A servant of Christ first

Paul on whom he answers to

Under pressure to soften his message for a friendlier reception, Paul draws a hard line about whose servant he is: Am I now seeking the favor of men, or of God? If I were still trying to please men, he says, I would not be a servant of Christ.

He sees the two as mutually exclusive at the deepest level. You cannot be primarily a people-pleaser and primarily Christ's servant. One has to come first — and for Paul, the question of whose servant he was settled every question of whose approval he chased.


If I were still pleasing men, I wouldn't be a servant of Christ.

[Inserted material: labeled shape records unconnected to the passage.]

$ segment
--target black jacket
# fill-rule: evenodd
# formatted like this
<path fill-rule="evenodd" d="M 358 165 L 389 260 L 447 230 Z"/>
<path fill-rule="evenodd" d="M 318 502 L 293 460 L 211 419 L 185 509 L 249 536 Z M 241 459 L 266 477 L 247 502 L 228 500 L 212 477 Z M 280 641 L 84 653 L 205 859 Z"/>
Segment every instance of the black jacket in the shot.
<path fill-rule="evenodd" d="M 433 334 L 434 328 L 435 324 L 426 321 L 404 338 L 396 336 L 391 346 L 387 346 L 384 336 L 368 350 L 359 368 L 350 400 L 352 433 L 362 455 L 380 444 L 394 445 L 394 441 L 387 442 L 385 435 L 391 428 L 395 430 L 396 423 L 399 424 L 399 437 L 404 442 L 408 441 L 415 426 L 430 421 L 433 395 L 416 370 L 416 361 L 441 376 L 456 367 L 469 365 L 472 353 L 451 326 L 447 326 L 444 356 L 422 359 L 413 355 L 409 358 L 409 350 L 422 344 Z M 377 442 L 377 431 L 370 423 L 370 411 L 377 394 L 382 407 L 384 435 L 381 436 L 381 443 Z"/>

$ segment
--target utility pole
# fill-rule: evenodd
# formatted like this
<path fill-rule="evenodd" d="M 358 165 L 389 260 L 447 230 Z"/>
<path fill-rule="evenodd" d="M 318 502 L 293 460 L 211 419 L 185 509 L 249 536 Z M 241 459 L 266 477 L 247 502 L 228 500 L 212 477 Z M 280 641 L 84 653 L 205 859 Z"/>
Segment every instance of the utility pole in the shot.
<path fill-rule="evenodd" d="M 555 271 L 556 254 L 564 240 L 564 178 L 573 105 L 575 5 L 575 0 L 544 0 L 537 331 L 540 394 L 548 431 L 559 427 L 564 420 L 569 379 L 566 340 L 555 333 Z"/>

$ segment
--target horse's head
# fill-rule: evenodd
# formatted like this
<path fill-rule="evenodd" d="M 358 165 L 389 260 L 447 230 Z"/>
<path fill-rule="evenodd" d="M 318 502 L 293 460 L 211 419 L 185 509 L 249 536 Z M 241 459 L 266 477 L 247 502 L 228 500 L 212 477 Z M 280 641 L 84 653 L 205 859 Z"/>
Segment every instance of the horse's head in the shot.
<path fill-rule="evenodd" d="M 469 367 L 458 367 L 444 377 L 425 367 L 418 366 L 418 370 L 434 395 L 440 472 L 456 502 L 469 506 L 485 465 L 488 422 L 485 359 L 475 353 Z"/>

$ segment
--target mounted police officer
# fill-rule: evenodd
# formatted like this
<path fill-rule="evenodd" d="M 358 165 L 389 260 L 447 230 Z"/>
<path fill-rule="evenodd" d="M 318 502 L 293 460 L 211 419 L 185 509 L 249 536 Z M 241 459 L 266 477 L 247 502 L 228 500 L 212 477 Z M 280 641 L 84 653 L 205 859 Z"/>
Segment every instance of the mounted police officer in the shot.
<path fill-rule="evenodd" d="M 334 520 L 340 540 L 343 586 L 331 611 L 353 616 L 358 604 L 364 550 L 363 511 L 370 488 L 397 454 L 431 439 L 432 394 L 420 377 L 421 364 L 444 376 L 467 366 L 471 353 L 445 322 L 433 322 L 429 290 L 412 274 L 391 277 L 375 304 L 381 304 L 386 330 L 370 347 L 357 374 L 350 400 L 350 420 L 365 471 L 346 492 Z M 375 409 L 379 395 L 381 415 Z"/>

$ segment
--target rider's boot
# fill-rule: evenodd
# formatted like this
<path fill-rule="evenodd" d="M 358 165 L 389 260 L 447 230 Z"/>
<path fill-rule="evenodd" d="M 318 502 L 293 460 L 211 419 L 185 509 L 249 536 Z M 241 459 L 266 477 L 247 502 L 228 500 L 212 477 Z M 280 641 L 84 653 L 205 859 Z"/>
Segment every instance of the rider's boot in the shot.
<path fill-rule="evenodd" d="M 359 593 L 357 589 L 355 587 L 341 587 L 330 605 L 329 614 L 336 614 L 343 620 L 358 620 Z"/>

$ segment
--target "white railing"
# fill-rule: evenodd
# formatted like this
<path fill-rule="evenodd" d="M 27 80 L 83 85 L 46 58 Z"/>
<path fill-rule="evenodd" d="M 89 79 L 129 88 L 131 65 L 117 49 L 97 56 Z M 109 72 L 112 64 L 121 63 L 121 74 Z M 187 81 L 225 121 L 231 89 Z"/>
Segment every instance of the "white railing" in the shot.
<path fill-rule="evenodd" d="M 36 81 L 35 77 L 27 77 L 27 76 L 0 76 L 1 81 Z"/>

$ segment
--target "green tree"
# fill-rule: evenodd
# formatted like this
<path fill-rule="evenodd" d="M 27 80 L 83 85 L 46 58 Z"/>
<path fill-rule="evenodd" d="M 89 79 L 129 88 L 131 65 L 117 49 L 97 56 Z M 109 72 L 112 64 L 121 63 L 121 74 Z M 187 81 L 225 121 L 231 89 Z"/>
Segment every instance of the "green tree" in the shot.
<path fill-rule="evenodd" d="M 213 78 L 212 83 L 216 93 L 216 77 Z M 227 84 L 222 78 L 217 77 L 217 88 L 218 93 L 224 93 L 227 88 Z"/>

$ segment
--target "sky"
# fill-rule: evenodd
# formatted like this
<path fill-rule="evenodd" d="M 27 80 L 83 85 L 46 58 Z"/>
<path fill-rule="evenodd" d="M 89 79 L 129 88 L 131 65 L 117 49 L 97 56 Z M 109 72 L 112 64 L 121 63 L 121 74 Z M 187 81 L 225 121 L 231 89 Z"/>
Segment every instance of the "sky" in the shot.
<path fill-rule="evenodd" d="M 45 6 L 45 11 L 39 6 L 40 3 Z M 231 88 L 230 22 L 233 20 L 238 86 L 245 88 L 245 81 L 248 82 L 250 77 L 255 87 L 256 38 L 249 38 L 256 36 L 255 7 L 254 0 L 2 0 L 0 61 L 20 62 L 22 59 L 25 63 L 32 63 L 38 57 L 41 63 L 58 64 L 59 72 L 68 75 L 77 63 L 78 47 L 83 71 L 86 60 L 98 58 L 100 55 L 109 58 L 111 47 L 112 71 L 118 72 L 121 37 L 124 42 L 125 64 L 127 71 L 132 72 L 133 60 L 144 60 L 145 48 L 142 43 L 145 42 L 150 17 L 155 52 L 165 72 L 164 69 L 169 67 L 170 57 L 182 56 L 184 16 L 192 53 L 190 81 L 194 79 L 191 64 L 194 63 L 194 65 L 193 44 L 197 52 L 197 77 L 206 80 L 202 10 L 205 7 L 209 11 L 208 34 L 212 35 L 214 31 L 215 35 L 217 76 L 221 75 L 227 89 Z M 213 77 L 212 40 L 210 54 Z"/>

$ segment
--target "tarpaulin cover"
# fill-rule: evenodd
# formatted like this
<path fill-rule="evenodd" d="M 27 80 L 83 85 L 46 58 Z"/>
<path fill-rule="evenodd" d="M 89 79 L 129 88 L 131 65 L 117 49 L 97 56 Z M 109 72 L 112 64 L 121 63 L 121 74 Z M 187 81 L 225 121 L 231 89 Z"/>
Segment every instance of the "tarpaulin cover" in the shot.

Paul, to the Galatians — Galatians 1:10 (WEB)
The Principle

You are a servant of Christ before a leader of people. His approval ranks above the crowd's, and that order frees you to love people without being enslaved to them.


Colossians 3:23-24

Whatever you do, work heartily, as for the Lord and not for men... You serve the Lord Christ.


Paul could resist crowd-pressure because the question of whose servant he was had already been settled. A leader formed here serves people genuinely but answers ultimately to Christ, which keeps approval from becoming his master. He can be kind without being captured. The inner work is keeping Christ, not the crowd, as the one he ultimately serves.

When people's favor and Christ's will diverge, decide for Christ, and let that be visible. Serve and love people warmly, but do not let their approval set your direction. Make clear to your team that you answer to a higher Master, which protects everyone from being jerked around by popularity. Lead from settled allegiance, not the day's applause.

Leaders tell themselves they serve God while quietly organizing their decisions around keeping people pleased. The blind spot is a people-pleasing that masquerades as servant leadership until the truth gets costly.

This Week's Practice

Identify one decision you have been shading to keep people happy. This week, make it as a servant of Christ first — and accept the dip in approval as the cost of serving the right Master.

Every leader serves an audience; the only question is which one comes first. Serve people first, and you will eventually bend the truth to keep them happy. Serve Christ first, and you can love people without being enslaved to their approval.

Whose servant are you, when the favor of people and the will of Christ point in different directions?